Boosting the interface reaction activity and kinetics of cobalt molybdate by phosphating treatment for aqueous zinc-ion batteries with high energy density and long cycle life

Abstract

As one of the most reliable power sources for portable and wearable electronics, aqueous zinc-ion batteries fully meet the requirement of high safety, while their energy storage ability is still limited by the lack of high-performance cathode materials. In this study, the poor electrical conductivity and sluggish interface reaction of cobalt molybdate (CoMoO₄) nanosheets are well addressed by one-step phosphating treatment (denoted as P-CoMoO₄), which serve as an advanced cathode material for rechargeable zinc-ion batteries.

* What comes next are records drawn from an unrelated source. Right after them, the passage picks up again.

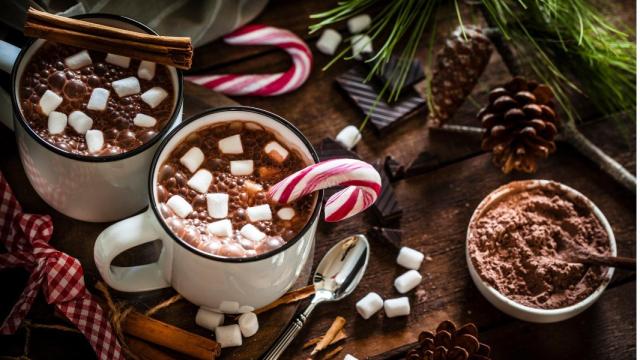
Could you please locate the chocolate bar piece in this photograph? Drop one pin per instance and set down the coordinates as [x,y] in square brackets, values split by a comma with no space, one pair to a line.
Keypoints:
[382,114]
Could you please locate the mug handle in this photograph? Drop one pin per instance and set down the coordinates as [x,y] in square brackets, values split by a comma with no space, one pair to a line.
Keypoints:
[123,236]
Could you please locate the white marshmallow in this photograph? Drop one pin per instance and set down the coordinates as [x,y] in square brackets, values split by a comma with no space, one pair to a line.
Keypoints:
[218,205]
[80,122]
[228,336]
[286,213]
[407,281]
[180,206]
[200,181]
[329,42]
[154,96]
[259,212]
[57,122]
[248,323]
[276,151]
[147,70]
[369,305]
[49,102]
[241,167]
[231,145]
[349,136]
[118,60]
[143,120]
[252,233]
[209,319]
[95,140]
[222,228]
[98,99]
[192,159]
[409,258]
[358,23]
[397,307]
[127,86]
[79,60]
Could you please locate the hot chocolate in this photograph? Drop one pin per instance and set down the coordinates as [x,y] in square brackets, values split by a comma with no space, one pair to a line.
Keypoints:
[92,103]
[212,190]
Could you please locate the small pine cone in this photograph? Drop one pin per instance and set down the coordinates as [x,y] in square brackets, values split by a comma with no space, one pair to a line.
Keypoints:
[458,67]
[520,125]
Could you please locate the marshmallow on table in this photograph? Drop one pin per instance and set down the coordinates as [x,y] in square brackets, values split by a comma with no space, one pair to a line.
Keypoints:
[49,102]
[409,258]
[248,323]
[407,281]
[192,159]
[329,41]
[369,305]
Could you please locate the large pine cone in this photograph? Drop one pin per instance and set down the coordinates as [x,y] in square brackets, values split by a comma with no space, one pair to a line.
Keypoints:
[449,343]
[520,125]
[458,67]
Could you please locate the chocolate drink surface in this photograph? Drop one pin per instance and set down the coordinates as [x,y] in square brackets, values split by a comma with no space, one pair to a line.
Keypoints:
[517,247]
[92,103]
[212,190]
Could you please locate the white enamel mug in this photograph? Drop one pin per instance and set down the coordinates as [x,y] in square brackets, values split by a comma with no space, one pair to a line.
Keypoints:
[228,285]
[87,188]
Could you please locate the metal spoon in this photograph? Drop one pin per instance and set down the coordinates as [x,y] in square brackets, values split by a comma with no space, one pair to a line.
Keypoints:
[338,274]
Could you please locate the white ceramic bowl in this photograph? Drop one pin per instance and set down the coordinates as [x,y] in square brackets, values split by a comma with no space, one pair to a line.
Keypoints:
[511,307]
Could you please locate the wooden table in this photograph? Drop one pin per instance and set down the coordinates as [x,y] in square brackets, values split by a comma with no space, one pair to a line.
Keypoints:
[437,206]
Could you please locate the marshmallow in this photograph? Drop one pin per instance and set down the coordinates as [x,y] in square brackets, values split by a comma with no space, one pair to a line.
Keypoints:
[369,305]
[241,167]
[349,136]
[228,336]
[259,212]
[286,213]
[147,70]
[98,99]
[200,181]
[143,120]
[57,122]
[95,140]
[358,23]
[127,86]
[221,228]
[154,96]
[118,60]
[218,205]
[209,319]
[407,281]
[276,152]
[231,145]
[79,60]
[409,258]
[180,206]
[397,307]
[80,122]
[329,42]
[49,102]
[192,159]
[248,323]
[252,233]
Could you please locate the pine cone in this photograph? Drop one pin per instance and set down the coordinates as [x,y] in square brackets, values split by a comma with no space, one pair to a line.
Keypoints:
[520,125]
[450,343]
[458,67]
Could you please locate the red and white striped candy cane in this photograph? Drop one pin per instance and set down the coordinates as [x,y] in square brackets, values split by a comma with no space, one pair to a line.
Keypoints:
[362,181]
[263,84]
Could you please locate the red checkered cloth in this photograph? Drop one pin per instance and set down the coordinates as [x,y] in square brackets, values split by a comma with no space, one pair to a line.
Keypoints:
[26,238]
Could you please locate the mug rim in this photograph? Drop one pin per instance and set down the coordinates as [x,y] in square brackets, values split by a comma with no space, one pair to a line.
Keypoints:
[198,116]
[86,158]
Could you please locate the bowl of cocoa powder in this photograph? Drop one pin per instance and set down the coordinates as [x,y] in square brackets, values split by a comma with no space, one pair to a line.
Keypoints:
[516,242]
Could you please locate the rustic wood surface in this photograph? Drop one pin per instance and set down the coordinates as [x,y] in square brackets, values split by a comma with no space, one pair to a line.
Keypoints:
[437,207]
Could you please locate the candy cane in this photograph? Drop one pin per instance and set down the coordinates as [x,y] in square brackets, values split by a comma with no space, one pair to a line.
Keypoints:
[263,84]
[361,179]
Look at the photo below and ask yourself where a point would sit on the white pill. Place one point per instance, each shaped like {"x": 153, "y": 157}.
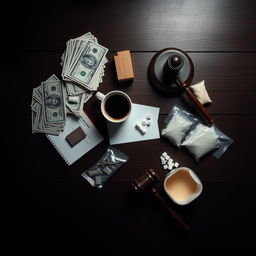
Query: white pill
{"x": 140, "y": 128}
{"x": 170, "y": 161}
{"x": 163, "y": 161}
{"x": 176, "y": 164}
{"x": 170, "y": 166}
{"x": 143, "y": 122}
{"x": 164, "y": 154}
{"x": 148, "y": 116}
{"x": 73, "y": 99}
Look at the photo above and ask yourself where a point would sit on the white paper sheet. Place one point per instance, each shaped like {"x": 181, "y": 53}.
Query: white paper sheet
{"x": 126, "y": 132}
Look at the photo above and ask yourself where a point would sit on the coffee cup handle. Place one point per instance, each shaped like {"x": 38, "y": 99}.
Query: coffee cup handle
{"x": 100, "y": 96}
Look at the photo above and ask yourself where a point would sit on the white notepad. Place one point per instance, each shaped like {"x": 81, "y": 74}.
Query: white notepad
{"x": 71, "y": 154}
{"x": 125, "y": 132}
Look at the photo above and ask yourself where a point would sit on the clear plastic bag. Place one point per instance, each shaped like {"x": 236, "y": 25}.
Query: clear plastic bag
{"x": 178, "y": 123}
{"x": 98, "y": 174}
{"x": 188, "y": 131}
{"x": 201, "y": 140}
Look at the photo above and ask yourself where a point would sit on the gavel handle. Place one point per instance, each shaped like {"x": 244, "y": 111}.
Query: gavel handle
{"x": 196, "y": 102}
{"x": 174, "y": 214}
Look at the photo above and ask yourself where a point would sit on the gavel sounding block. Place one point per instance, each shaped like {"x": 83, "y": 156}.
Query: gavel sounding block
{"x": 123, "y": 63}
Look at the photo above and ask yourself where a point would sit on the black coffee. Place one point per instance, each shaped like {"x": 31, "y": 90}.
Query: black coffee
{"x": 117, "y": 106}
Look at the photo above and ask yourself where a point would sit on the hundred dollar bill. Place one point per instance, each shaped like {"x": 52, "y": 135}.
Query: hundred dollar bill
{"x": 53, "y": 102}
{"x": 88, "y": 62}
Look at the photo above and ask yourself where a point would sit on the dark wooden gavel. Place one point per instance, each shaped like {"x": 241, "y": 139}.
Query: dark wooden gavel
{"x": 147, "y": 183}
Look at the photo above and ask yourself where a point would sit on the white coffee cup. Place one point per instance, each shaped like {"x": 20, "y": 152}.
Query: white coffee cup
{"x": 115, "y": 106}
{"x": 182, "y": 185}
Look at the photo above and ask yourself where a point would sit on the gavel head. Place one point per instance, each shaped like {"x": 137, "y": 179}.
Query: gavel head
{"x": 145, "y": 182}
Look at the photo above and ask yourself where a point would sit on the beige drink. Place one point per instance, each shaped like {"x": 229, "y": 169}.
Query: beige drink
{"x": 182, "y": 187}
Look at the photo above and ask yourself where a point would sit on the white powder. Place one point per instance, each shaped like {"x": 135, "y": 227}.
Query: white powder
{"x": 201, "y": 93}
{"x": 201, "y": 140}
{"x": 176, "y": 129}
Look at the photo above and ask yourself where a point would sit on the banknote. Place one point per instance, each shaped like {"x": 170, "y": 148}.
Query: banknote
{"x": 53, "y": 102}
{"x": 38, "y": 117}
{"x": 83, "y": 61}
{"x": 88, "y": 61}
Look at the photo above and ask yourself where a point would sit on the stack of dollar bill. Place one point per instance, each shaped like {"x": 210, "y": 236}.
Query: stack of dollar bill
{"x": 48, "y": 107}
{"x": 83, "y": 63}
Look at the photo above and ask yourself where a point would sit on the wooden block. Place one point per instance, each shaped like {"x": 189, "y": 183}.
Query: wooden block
{"x": 123, "y": 63}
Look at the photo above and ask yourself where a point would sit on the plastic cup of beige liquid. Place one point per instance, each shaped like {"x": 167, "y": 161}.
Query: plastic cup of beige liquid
{"x": 182, "y": 185}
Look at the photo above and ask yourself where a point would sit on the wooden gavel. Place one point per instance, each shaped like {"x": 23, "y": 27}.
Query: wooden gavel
{"x": 147, "y": 183}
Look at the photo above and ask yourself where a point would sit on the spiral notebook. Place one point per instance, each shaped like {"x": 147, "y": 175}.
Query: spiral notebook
{"x": 67, "y": 152}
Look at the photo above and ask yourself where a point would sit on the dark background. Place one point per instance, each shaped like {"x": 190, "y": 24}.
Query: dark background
{"x": 48, "y": 207}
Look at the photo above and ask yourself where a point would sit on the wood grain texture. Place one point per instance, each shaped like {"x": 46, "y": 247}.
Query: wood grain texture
{"x": 48, "y": 204}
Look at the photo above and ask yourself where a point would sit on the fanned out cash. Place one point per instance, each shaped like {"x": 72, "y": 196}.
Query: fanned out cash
{"x": 48, "y": 107}
{"x": 83, "y": 63}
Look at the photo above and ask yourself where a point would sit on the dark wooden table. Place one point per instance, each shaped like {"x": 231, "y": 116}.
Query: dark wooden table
{"x": 49, "y": 204}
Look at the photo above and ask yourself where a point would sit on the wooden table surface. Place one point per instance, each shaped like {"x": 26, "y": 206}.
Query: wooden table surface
{"x": 50, "y": 205}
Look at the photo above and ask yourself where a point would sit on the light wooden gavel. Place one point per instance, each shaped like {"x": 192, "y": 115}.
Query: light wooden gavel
{"x": 147, "y": 183}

Primarily, the electronic structures are finely manipulated using enriched oxygen vacancies, therefore improving the electronic conductivity and reaction activity. Moreover, the modification of surface phosphate ions can reduce the required activation energy for redox reactions and consequently increase the reaction kinetics. Additionally, abundant metallic CoP nanoparticles are uniformly distributed in the matrix of CoMoO₄ nanosheets, boosting the exposure of active sites and interface reactions. As expected, the optimized P-CoMoO₄ electrode shows a superior specific capacity (431.4 mA h g⁻¹ at 10 A g⁻¹) and rate performance (43.8% capacity retention at 50 A g⁻¹) relative to pristine CoMoO₄. Furthermore, the assembled P-CoMoO₄//Zn battery exhibits a remarkable energy density of 679.4 W h kg⁻¹ at 8.6 kW kg⁻¹, and an ultra-long life span (over 80% retention of the initial capacity after 12 000 cycles at 60 mV s⁻¹). Hence, this work may offer a preferable option for high-performance cathode materials for aqueous zinc-ion batteries.